L’année 2023 a repris là où 2022 s’est arrêtée : l’environnement de marché enclin au risque a porté les devises cycliques (EUR et GBP) au détriment des valeurs refuges (USD et CHF). Le resserrement des différentiels de taux d’intérêt a constitué un facteur capital. L’inflation et les données d’activité américaines correspondent globalement à la prévision du consensus de ralentissement de l’économie et de l’inflation, ce qui a plutôt stabilisé les attentes de politique monétaire (et les rendements obligataires souverains) sur un horizon à deux ans. Dans l’UEM, les données d’activité ont livré une bonne surprise. La récession hivernale largement redoutée ne devrait être qu’un ralentissement grâce à la situation énergétique bien meilleure que prévu. Le marché du travail toujours solide et une consommation étonnamment soutenue ont répandu les pressions inflationnistes.

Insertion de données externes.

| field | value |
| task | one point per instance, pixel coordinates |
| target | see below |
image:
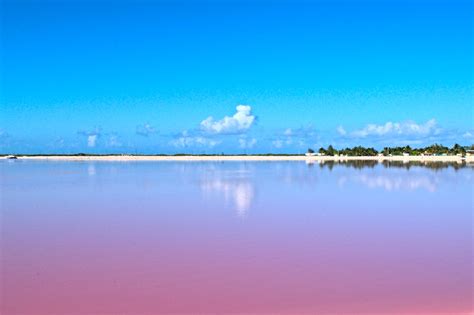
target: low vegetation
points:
(435, 149)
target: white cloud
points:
(145, 130)
(278, 143)
(114, 141)
(242, 120)
(397, 129)
(185, 140)
(341, 131)
(92, 140)
(91, 136)
(247, 143)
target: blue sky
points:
(233, 76)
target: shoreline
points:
(217, 158)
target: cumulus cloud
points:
(113, 141)
(241, 121)
(91, 136)
(278, 143)
(186, 140)
(407, 128)
(341, 131)
(91, 140)
(145, 130)
(297, 137)
(247, 143)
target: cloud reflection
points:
(393, 182)
(236, 187)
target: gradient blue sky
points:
(123, 76)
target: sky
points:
(233, 76)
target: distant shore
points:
(448, 158)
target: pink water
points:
(234, 237)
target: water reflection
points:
(395, 182)
(91, 170)
(235, 185)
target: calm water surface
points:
(235, 237)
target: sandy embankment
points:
(125, 158)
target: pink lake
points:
(235, 237)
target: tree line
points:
(434, 149)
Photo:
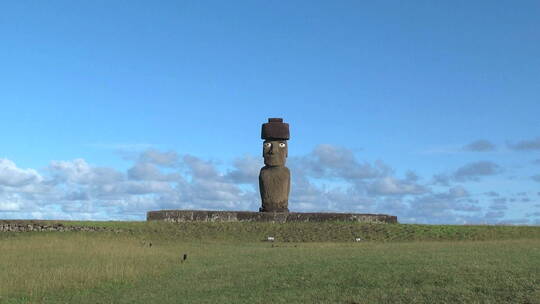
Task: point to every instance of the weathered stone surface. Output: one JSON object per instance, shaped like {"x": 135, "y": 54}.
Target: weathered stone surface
{"x": 32, "y": 225}
{"x": 275, "y": 129}
{"x": 274, "y": 177}
{"x": 277, "y": 217}
{"x": 274, "y": 186}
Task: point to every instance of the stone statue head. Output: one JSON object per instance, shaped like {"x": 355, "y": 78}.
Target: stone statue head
{"x": 275, "y": 152}
{"x": 275, "y": 134}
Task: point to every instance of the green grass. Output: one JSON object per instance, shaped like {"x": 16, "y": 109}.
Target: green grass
{"x": 228, "y": 263}
{"x": 317, "y": 232}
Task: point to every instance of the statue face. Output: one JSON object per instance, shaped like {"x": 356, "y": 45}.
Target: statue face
{"x": 275, "y": 152}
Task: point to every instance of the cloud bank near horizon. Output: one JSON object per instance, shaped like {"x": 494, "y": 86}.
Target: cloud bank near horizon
{"x": 329, "y": 178}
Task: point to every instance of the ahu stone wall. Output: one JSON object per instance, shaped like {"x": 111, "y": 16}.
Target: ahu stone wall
{"x": 27, "y": 226}
{"x": 276, "y": 217}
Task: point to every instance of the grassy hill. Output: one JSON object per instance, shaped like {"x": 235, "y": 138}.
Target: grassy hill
{"x": 317, "y": 232}
{"x": 308, "y": 263}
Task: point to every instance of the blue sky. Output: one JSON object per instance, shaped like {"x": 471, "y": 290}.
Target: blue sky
{"x": 425, "y": 110}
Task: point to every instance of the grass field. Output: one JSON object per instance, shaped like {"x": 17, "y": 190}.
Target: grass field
{"x": 308, "y": 263}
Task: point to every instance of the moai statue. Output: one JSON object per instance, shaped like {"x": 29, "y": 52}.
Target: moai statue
{"x": 275, "y": 178}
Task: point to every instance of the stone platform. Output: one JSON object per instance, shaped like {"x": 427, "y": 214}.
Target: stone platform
{"x": 276, "y": 217}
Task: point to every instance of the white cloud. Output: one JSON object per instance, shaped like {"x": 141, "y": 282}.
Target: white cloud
{"x": 12, "y": 176}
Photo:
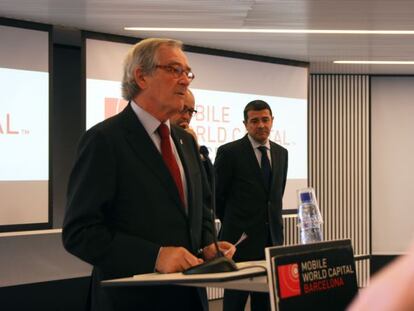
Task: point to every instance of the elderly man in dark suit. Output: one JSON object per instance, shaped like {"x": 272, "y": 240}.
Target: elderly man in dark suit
{"x": 250, "y": 182}
{"x": 137, "y": 196}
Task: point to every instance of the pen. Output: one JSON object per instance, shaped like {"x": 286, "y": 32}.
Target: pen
{"x": 241, "y": 239}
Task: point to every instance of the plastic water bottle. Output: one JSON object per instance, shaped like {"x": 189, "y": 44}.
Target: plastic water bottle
{"x": 309, "y": 217}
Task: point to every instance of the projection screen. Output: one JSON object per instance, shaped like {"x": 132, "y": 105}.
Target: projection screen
{"x": 24, "y": 127}
{"x": 222, "y": 88}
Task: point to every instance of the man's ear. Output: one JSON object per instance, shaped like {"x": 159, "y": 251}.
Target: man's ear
{"x": 140, "y": 78}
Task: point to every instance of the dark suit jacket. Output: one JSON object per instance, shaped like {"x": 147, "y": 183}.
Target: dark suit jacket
{"x": 242, "y": 202}
{"x": 123, "y": 206}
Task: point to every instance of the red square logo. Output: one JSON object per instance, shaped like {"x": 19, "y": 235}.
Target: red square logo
{"x": 288, "y": 276}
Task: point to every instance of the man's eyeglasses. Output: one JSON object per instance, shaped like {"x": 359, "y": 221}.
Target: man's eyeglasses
{"x": 191, "y": 111}
{"x": 177, "y": 71}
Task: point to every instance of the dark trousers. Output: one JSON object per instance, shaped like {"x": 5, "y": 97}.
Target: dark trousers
{"x": 235, "y": 300}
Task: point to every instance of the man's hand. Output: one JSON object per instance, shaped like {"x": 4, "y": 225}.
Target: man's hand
{"x": 226, "y": 248}
{"x": 175, "y": 259}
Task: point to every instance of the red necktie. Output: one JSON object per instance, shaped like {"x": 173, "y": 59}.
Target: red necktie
{"x": 169, "y": 158}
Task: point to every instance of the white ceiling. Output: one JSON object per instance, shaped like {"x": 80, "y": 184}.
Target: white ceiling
{"x": 111, "y": 16}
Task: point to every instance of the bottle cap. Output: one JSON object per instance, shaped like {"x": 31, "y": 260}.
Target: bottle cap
{"x": 306, "y": 197}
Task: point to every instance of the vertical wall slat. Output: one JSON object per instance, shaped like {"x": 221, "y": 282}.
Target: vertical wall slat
{"x": 339, "y": 141}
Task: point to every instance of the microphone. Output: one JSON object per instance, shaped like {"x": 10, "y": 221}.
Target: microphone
{"x": 220, "y": 263}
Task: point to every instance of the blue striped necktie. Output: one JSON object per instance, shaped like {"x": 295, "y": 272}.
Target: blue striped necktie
{"x": 265, "y": 166}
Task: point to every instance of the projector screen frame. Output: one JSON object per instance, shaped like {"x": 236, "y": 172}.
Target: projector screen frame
{"x": 49, "y": 30}
{"x": 193, "y": 49}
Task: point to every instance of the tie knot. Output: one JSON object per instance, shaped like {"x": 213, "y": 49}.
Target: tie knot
{"x": 262, "y": 149}
{"x": 163, "y": 130}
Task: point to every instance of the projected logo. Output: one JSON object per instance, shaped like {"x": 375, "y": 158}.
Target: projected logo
{"x": 114, "y": 106}
{"x": 288, "y": 276}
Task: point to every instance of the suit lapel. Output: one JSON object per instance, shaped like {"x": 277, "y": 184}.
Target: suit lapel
{"x": 252, "y": 159}
{"x": 179, "y": 145}
{"x": 147, "y": 152}
{"x": 275, "y": 166}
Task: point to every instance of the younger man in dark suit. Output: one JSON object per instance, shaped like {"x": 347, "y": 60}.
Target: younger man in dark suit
{"x": 137, "y": 196}
{"x": 250, "y": 182}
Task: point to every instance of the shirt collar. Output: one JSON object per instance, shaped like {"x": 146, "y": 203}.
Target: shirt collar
{"x": 148, "y": 121}
{"x": 256, "y": 144}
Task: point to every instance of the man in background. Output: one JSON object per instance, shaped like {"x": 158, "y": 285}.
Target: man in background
{"x": 183, "y": 119}
{"x": 250, "y": 182}
{"x": 138, "y": 199}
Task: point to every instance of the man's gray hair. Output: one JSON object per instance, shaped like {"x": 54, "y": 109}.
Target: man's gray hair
{"x": 142, "y": 55}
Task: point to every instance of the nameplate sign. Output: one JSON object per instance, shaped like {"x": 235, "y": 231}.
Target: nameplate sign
{"x": 316, "y": 276}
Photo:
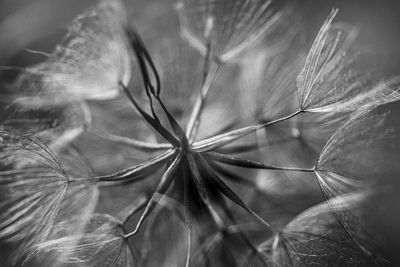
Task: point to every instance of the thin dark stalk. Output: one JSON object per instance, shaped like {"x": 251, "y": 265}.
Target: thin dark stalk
{"x": 217, "y": 141}
{"x": 135, "y": 171}
{"x": 163, "y": 185}
{"x": 130, "y": 141}
{"x": 239, "y": 162}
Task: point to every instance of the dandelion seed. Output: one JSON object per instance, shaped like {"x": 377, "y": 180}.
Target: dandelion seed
{"x": 319, "y": 86}
{"x": 229, "y": 27}
{"x": 101, "y": 244}
{"x": 33, "y": 186}
{"x": 89, "y": 63}
{"x": 315, "y": 238}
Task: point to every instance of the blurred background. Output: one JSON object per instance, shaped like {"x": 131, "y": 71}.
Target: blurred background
{"x": 39, "y": 25}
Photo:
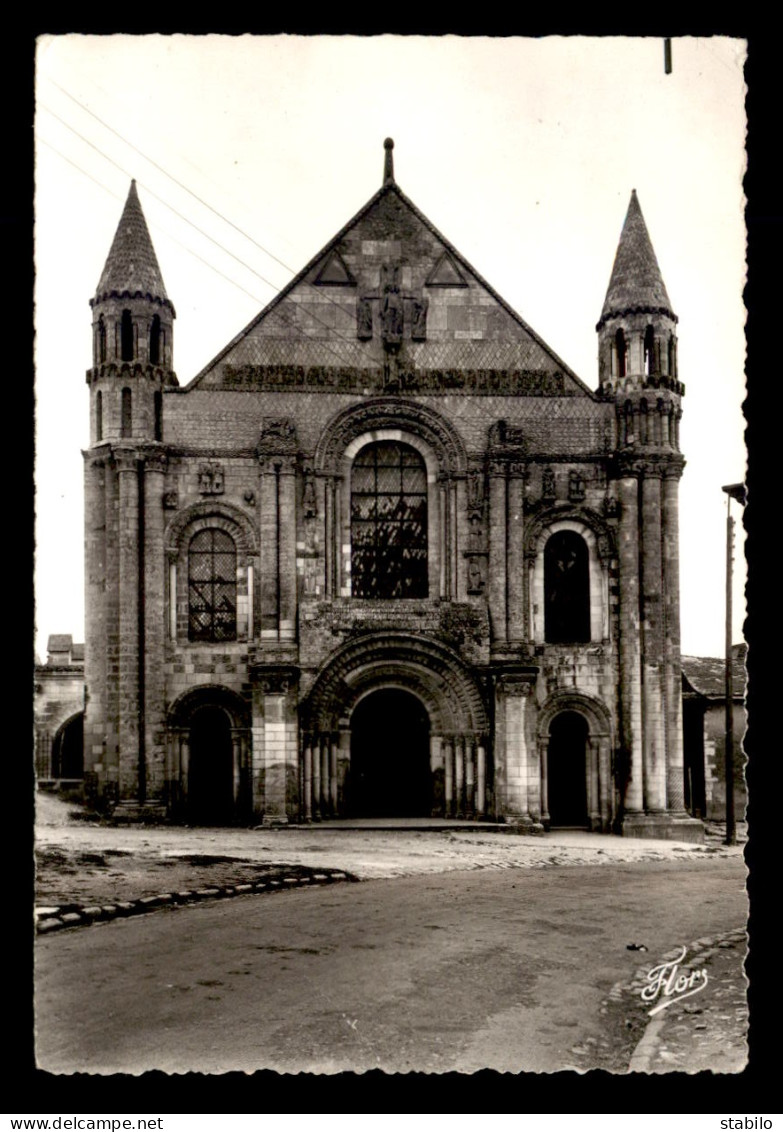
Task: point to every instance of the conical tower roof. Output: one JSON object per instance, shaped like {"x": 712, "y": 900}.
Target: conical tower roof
{"x": 636, "y": 283}
{"x": 131, "y": 266}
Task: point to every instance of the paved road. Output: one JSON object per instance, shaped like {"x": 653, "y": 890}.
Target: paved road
{"x": 502, "y": 969}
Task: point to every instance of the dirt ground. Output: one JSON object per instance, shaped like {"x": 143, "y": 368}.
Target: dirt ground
{"x": 83, "y": 862}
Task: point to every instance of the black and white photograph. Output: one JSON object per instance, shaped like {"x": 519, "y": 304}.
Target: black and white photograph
{"x": 389, "y": 555}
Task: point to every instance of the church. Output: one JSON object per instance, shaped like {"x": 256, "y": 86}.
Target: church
{"x": 386, "y": 555}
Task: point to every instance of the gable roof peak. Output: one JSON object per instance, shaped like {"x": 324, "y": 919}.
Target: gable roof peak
{"x": 636, "y": 282}
{"x": 131, "y": 266}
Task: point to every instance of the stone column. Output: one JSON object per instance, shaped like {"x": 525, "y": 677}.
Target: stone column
{"x": 470, "y": 777}
{"x": 481, "y": 780}
{"x": 268, "y": 588}
{"x": 307, "y": 783}
{"x": 673, "y": 671}
{"x": 286, "y": 562}
{"x": 514, "y": 696}
{"x": 185, "y": 766}
{"x": 316, "y": 778}
{"x": 448, "y": 775}
{"x": 543, "y": 762}
{"x": 111, "y": 734}
{"x": 516, "y": 564}
{"x": 275, "y": 721}
{"x": 154, "y": 625}
{"x": 498, "y": 562}
{"x": 326, "y": 791}
{"x": 131, "y": 789}
{"x": 630, "y": 661}
{"x": 652, "y": 671}
{"x": 459, "y": 774}
{"x": 437, "y": 775}
{"x": 95, "y": 616}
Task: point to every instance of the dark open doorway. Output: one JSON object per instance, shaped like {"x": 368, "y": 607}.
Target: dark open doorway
{"x": 211, "y": 773}
{"x": 68, "y": 749}
{"x": 389, "y": 757}
{"x": 568, "y": 770}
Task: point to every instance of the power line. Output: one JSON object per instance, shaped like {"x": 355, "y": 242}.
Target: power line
{"x": 212, "y": 239}
{"x": 171, "y": 177}
{"x": 168, "y": 236}
{"x": 187, "y": 189}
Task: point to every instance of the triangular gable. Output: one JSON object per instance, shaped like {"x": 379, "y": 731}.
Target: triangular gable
{"x": 299, "y": 331}
{"x": 446, "y": 273}
{"x": 334, "y": 273}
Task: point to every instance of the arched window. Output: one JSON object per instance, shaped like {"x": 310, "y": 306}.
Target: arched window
{"x": 566, "y": 589}
{"x": 621, "y": 351}
{"x": 212, "y": 586}
{"x": 127, "y": 413}
{"x": 155, "y": 341}
{"x": 648, "y": 351}
{"x": 127, "y": 336}
{"x": 158, "y": 416}
{"x": 101, "y": 341}
{"x": 388, "y": 522}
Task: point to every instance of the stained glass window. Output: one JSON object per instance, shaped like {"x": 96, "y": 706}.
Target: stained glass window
{"x": 566, "y": 589}
{"x": 388, "y": 522}
{"x": 212, "y": 586}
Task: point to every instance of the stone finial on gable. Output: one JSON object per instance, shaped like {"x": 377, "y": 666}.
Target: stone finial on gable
{"x": 388, "y": 160}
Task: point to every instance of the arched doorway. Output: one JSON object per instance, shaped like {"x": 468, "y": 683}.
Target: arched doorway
{"x": 211, "y": 772}
{"x": 389, "y": 773}
{"x": 68, "y": 749}
{"x": 567, "y": 770}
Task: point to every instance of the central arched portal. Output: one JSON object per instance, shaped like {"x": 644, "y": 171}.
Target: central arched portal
{"x": 389, "y": 773}
{"x": 211, "y": 791}
{"x": 568, "y": 770}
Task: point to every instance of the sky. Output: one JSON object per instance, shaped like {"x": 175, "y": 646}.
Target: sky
{"x": 250, "y": 153}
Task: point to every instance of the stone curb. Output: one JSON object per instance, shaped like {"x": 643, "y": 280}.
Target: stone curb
{"x": 54, "y": 919}
{"x": 697, "y": 951}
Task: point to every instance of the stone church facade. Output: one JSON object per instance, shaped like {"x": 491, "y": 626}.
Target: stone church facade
{"x": 386, "y": 555}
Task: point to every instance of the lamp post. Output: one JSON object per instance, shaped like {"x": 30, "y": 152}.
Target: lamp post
{"x": 733, "y": 491}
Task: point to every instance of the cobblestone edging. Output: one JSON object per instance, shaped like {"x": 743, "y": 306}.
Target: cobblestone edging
{"x": 56, "y": 918}
{"x": 697, "y": 952}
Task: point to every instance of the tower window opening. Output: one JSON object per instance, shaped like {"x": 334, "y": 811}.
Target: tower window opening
{"x": 388, "y": 522}
{"x": 155, "y": 341}
{"x": 629, "y": 422}
{"x": 101, "y": 341}
{"x": 127, "y": 336}
{"x": 158, "y": 416}
{"x": 127, "y": 413}
{"x": 648, "y": 352}
{"x": 621, "y": 352}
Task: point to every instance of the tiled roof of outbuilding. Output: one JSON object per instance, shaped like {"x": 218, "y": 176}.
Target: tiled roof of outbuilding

Contrairement aux Etats-Unis, l’UEM a vu une nouvelle hausse de l’inflation sous-jacente en décembre et un statu quo en janvier, au-delà des attentes. Les marchés ont donc revu à la hausse leurs prévisions de relèvement du taux directeur de la BCE, réduisant les différentiels de taux d’intérêt entre les deux rives de l’Atlantique. Si ces mouvements récents concordent avec notre perspective globale pour 2023 exposée dans notre précédente édition, il se peut qu’ils soient allés un peu trop loin. L’EUR pourrait donc ralentir à court terme face au billet vert et au franc suisse, à la lumière également de la position spéculative longue sur l’EUR, et de notre prévision d’un environnement moins favorable aux actifs risqués ces prochains mois.